Would you watch regularly scheduled programming from what could very well become prime-time shows running across the YouTube Broadcast Network, if one existed? What YouTube lacks in organization, it makes up for in content. The Music Vault Deal provides an example.
Google's video site Tuesday announced a deal with Music Vault, which hosts music videos from legendary bands, bringing 12,000 concert clips to YouTube viewers. Some feature artists like Bruce Springsteen, The Grateful Dead, and The Who, Van Morrison, Neil Young, and U2, along with more contemporary bands.
More than 1 billion unique users visit YouTube each month to watch more than 6 billion hours of video. Reports suggest YouTube brought Google $1.5 billion in 2013 net revenue, about $3.5 billion in gross revenue, a bit short of the $5.6 billion estimated by eMarketer last fall. It also puts daily viewing hours approaching 300 million, up from the year prior, but below the one-billion viewer target by 2016 that some say became a goal in 2012.

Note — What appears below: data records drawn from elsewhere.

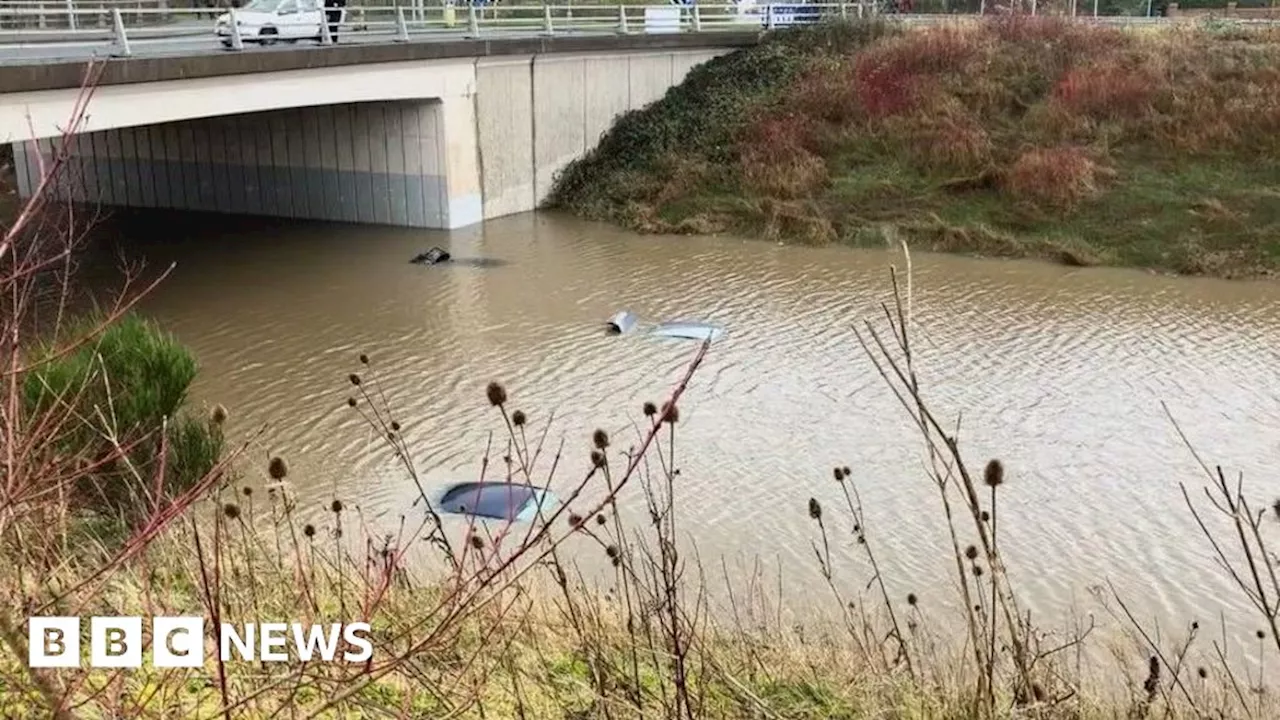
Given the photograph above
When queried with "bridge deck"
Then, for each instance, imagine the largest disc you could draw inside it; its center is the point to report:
(142, 68)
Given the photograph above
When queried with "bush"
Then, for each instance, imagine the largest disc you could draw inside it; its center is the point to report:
(126, 386)
(1057, 177)
(703, 115)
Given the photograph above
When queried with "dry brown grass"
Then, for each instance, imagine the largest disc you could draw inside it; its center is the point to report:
(1059, 177)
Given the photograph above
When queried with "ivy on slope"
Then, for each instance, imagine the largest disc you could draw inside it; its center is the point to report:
(703, 115)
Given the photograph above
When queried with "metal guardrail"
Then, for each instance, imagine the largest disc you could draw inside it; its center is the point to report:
(137, 23)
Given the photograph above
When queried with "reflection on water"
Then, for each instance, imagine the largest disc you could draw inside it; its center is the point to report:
(1057, 372)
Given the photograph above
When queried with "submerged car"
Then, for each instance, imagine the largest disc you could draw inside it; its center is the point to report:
(268, 22)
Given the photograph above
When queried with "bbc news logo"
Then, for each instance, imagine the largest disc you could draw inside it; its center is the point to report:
(179, 642)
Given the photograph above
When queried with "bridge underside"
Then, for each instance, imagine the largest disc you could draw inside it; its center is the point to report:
(403, 163)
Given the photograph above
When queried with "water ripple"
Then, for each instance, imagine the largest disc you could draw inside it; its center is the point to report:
(1057, 372)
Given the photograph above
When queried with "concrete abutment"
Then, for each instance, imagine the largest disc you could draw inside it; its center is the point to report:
(484, 139)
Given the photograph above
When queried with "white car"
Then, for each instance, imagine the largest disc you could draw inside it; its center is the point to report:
(269, 21)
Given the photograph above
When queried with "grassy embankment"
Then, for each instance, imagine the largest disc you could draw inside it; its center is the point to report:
(1013, 137)
(499, 624)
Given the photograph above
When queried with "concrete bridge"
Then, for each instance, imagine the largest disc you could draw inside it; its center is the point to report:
(433, 135)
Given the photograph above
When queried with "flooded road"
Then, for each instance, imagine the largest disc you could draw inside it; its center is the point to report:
(1057, 372)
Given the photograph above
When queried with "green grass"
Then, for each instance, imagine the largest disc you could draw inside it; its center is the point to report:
(1015, 137)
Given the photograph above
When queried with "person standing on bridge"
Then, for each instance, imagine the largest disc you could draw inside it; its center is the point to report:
(333, 16)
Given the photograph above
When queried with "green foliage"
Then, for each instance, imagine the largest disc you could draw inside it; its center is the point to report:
(703, 115)
(124, 386)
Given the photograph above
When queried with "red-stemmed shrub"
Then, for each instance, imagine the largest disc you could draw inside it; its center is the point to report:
(1055, 177)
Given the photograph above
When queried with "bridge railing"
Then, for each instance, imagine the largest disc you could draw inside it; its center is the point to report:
(142, 22)
(122, 26)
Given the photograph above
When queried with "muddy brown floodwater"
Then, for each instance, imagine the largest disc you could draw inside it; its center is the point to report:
(1057, 372)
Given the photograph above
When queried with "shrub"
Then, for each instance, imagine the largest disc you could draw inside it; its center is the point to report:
(776, 162)
(1106, 90)
(704, 115)
(1059, 177)
(124, 386)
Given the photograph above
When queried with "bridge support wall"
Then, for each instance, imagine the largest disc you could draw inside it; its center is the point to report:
(383, 163)
(490, 149)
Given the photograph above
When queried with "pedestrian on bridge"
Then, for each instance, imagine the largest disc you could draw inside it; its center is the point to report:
(333, 16)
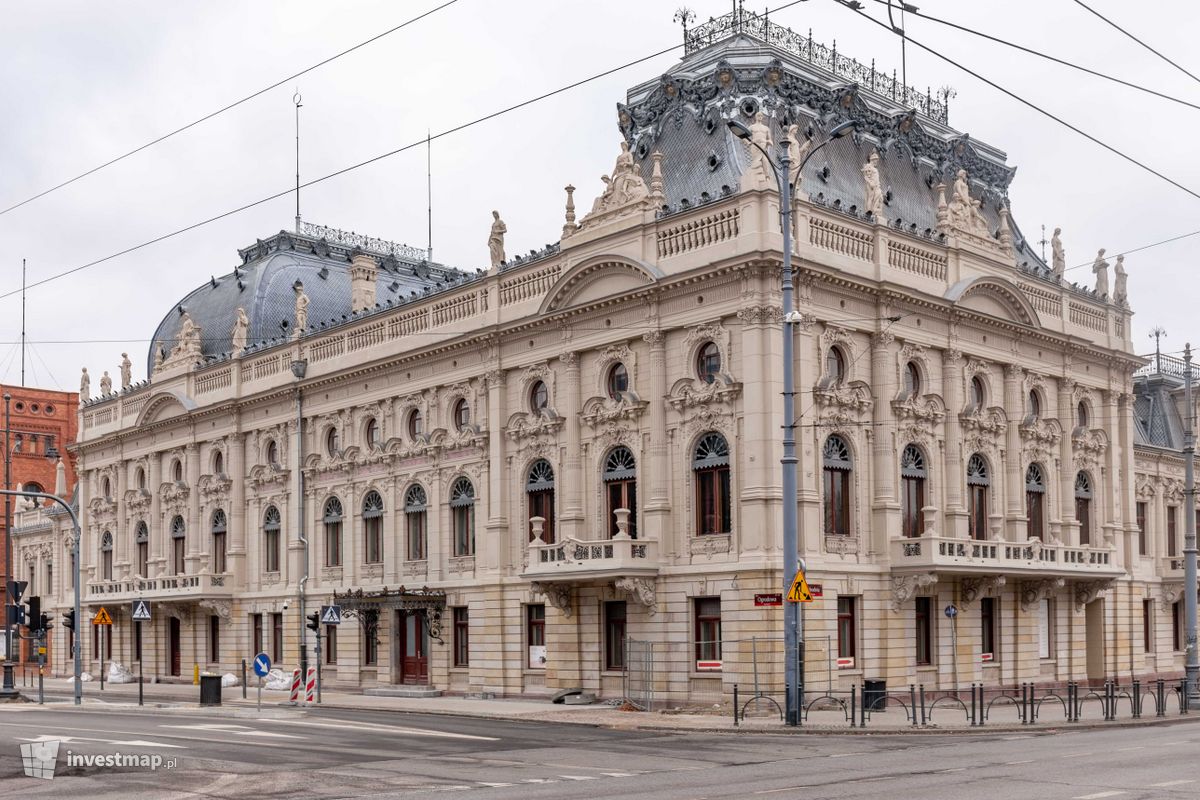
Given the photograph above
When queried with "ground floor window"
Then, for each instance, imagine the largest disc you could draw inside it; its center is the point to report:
(708, 632)
(461, 637)
(615, 635)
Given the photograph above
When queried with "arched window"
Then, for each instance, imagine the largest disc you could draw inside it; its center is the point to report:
(617, 380)
(461, 414)
(912, 480)
(333, 531)
(540, 494)
(711, 468)
(220, 527)
(1035, 501)
(178, 545)
(539, 397)
(462, 510)
(415, 509)
(106, 557)
(142, 540)
(708, 361)
(911, 379)
(1084, 507)
(978, 483)
(837, 468)
(978, 394)
(372, 528)
(621, 488)
(835, 366)
(271, 525)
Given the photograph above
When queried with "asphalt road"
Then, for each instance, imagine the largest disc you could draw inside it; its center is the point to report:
(336, 753)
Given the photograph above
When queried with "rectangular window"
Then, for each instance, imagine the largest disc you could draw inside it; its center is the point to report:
(924, 631)
(276, 638)
(331, 644)
(847, 627)
(214, 639)
(256, 633)
(1143, 549)
(1045, 629)
(1173, 547)
(988, 609)
(615, 635)
(461, 637)
(708, 633)
(535, 636)
(1147, 625)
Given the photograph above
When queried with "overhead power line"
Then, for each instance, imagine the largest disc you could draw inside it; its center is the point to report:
(226, 108)
(1048, 56)
(1093, 11)
(857, 10)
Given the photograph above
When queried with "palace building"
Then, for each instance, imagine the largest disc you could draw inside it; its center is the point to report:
(504, 477)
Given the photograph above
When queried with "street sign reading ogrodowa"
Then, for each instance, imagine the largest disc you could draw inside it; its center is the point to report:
(141, 611)
(799, 591)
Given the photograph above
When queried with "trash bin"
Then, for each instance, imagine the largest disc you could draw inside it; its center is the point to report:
(210, 690)
(875, 695)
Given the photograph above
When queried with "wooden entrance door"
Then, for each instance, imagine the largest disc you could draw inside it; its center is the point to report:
(173, 644)
(414, 644)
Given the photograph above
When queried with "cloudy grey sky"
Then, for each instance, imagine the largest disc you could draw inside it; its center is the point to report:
(84, 82)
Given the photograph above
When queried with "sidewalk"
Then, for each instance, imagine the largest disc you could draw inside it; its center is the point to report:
(941, 720)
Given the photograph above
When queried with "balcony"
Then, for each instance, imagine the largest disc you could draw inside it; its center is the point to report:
(163, 588)
(619, 557)
(972, 557)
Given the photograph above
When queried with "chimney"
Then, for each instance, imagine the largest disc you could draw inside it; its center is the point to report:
(364, 269)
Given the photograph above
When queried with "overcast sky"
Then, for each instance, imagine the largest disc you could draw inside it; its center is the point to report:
(84, 82)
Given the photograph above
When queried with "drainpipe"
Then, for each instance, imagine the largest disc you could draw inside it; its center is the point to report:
(299, 367)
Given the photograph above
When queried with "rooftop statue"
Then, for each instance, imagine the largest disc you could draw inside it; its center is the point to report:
(496, 240)
(1101, 268)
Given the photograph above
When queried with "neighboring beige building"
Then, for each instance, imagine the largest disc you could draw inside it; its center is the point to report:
(471, 443)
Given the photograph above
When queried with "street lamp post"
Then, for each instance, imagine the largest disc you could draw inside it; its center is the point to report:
(793, 630)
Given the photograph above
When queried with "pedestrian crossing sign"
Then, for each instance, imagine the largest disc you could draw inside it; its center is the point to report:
(799, 591)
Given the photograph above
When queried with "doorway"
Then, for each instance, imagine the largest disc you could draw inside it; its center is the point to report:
(173, 644)
(1095, 632)
(414, 645)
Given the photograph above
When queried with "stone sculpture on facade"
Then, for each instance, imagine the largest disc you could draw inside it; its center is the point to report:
(301, 311)
(496, 240)
(1120, 290)
(1101, 268)
(240, 334)
(874, 204)
(126, 371)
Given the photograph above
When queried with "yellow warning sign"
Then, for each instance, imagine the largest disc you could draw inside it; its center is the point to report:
(799, 591)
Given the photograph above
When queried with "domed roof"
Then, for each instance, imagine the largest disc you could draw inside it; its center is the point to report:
(263, 287)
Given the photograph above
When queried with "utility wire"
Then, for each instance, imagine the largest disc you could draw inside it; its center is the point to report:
(1024, 102)
(1048, 56)
(226, 108)
(1093, 11)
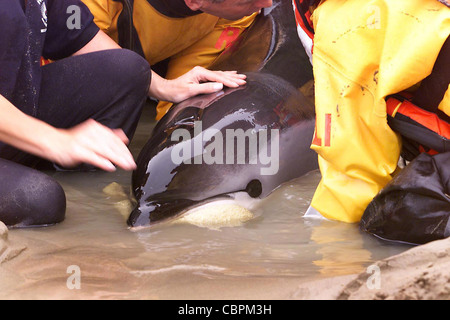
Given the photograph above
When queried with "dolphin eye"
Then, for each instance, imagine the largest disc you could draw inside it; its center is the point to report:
(254, 188)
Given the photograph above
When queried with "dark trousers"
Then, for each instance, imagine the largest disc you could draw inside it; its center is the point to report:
(108, 86)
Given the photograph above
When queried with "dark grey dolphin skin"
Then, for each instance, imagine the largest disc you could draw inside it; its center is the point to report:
(277, 67)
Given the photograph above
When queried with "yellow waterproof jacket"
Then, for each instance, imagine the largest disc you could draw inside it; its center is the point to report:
(363, 52)
(168, 29)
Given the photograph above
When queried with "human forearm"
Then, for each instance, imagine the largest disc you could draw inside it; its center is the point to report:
(22, 131)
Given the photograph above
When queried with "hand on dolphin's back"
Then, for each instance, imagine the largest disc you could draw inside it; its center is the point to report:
(197, 81)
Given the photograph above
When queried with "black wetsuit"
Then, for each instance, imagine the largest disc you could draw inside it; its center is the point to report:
(108, 86)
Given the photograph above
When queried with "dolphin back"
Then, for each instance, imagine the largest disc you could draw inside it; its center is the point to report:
(252, 138)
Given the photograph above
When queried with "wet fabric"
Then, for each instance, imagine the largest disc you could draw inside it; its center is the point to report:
(415, 206)
(167, 29)
(379, 49)
(29, 198)
(32, 30)
(109, 86)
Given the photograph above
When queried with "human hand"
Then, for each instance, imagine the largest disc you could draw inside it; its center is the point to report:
(197, 81)
(93, 143)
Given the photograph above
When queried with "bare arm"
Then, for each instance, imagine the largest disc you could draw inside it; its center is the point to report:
(88, 142)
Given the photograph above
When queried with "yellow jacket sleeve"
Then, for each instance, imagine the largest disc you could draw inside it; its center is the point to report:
(444, 106)
(363, 52)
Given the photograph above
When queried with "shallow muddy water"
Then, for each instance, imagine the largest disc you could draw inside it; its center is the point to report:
(265, 257)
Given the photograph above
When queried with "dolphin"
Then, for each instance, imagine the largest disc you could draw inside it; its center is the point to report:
(252, 138)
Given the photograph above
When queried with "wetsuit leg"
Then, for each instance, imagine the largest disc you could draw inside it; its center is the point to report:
(29, 198)
(108, 86)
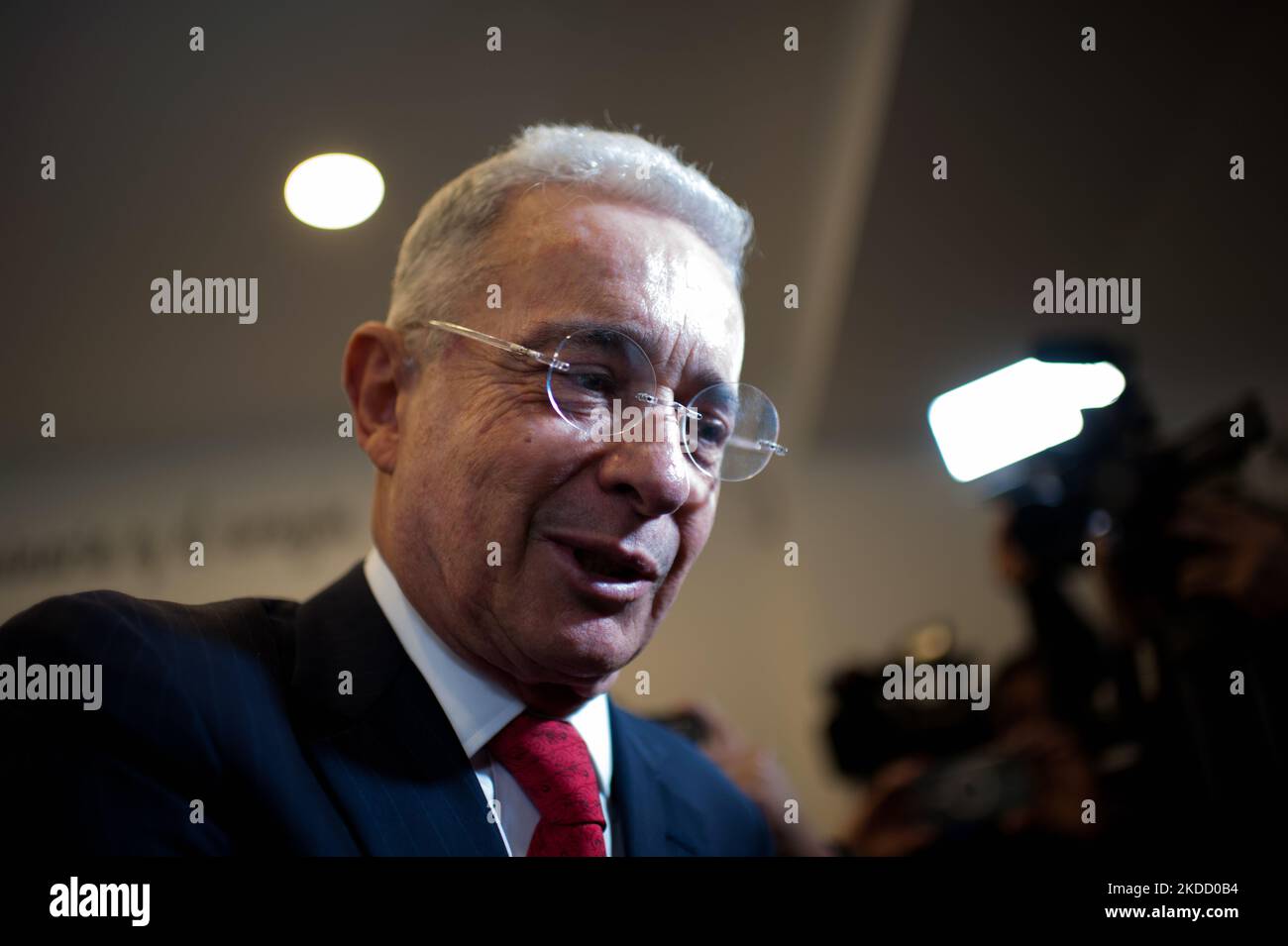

And while 100 hours of video are uploaded to YouTube every minute, the possibilities for the video Web site to eventually create a network of stations, branded and non-branded, that viewers can access via television sets becomes very real. In fact, YouTube reaches more U.S. adults ages 18 to 34 than any cable network, per Nielsen.
Some reports suggest Music Vault, which launched a few months ago, will augment Google's music service, but I think Google execs have something bigger in mind based on the talent of content creators I viewed at VidCon, and buy-in from brands.
The ability to search and find content via a television remote or mobile phone running Android, in my opinion, still remains Google's biggest challenge. Move over, Pandora, MTV and many other more traditional broadcast network television stations.